The only reason you have them is so that you can push changes that don’t affect production and that only your devs/testers can see.

The problem is that it slows down your pipeline. You get stuck in queues and have to repeatedly deploy.

Having the option of feature toggles and canary releases changes how you think about environments. You can push code straight to prod and achieve the same goal: only allowing your devs to see it.

Canary release = doesn’t affect production

Feature flag = only the chosen few can see

This means you can use tiny commits (see #6) to release and test tiny increments. So you might push a Lambda function live. Test it. All good. Then an API gateway that exposes that function. Then I put a feature flag on API Gateway so only people on our intranet can see it...and so on…!

Ultimately, the only thing that matters is how software behaves once it’s in production.

Got performance tests doing well on the test environment? Who cares? I want feedback about how it works in production.

So why not release to production directly?

(See also #9 Testing in Production!)

#8 Use Continuous/Synthetic Testing to Test New Features

Continuous testing (sometimes known as ‘synthetic testing) is the tactic of sending ‘synthetic’ (i.e. fake!) traffic to a system to test features.

By combining this with feature flags, synthetic data can be generated to monitor what would happen should a new feature be set to live. The UI behaves ‘as if’ the feature had been released, but real users are none the wiser.

Say you wanted to release a new chat feature. It passes all tests but the developer doesn’t know what the effect of releasing the feature will have on the back-end. By setting a feature to ‘synthetic’, the dev can see exactly what would happen if it were pushed live.

You can use synthetic traffic as your initial canary audience, so no real user ever gets errors.

This gives you a nice confidence-booster when releasing new features.
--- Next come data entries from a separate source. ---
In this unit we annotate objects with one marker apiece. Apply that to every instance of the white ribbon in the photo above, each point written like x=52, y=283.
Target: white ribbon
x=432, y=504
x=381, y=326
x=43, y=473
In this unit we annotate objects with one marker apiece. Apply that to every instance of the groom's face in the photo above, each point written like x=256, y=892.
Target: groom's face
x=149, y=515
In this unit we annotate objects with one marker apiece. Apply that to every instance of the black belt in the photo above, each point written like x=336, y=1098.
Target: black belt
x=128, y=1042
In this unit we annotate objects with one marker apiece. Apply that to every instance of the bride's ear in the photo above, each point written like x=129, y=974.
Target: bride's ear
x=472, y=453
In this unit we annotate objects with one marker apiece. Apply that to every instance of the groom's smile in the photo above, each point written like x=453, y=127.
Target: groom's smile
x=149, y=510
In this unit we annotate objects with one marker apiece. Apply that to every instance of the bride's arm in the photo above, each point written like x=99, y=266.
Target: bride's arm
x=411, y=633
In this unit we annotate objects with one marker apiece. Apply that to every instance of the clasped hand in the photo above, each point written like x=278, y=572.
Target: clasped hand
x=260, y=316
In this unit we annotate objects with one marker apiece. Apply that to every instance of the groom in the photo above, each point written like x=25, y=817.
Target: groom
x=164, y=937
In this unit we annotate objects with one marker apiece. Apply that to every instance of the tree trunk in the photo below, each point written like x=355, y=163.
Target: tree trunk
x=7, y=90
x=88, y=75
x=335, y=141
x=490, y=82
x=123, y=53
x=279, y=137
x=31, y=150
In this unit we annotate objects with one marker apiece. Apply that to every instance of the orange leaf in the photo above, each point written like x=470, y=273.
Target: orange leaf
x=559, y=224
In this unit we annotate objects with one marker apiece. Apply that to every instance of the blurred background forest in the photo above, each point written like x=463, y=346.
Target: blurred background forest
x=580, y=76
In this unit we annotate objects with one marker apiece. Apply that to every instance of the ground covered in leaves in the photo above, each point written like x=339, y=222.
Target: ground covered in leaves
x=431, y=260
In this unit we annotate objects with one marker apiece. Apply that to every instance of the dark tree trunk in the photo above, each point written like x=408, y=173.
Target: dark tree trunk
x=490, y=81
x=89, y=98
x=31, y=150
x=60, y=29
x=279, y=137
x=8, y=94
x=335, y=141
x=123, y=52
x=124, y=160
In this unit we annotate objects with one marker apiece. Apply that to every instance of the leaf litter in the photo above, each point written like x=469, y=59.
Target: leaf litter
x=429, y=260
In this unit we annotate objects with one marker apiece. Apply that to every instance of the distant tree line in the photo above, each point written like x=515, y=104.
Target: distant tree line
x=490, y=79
By viewing telemetry and log data during a synthetic trial a dev can make a data-driven decision about whether or not to fully release a new feature.

Critically, this can all be done in production (see #7: Only Production), but you can also try it out now, in your other environments. Create synthetic traffic on a UAT environment and then trial some of these ideas to see if feature flags and canary releases prevent errors and bugs. Get better at lowering them on UAT and then move to doing it in production.

#9 Test in Production to Massively Increase Confidence While Moving Fast

The ability to test in production is critical to cloud-native development.

I always say: “A test in production is worth ten in UAT!”

Why? Even being fully confident that your software works in UAT still carries the worry that when you get to production something might go wrong.

But if it works for you in production, then that’s the best possible indication that it will work for your users. 

Most people don’t do enough testing because it’s seen as a barrier to speed that gets in the way of deadlines. But while testing may reduce lead times in the short term, it gives you much greater confidence when you finally get to production.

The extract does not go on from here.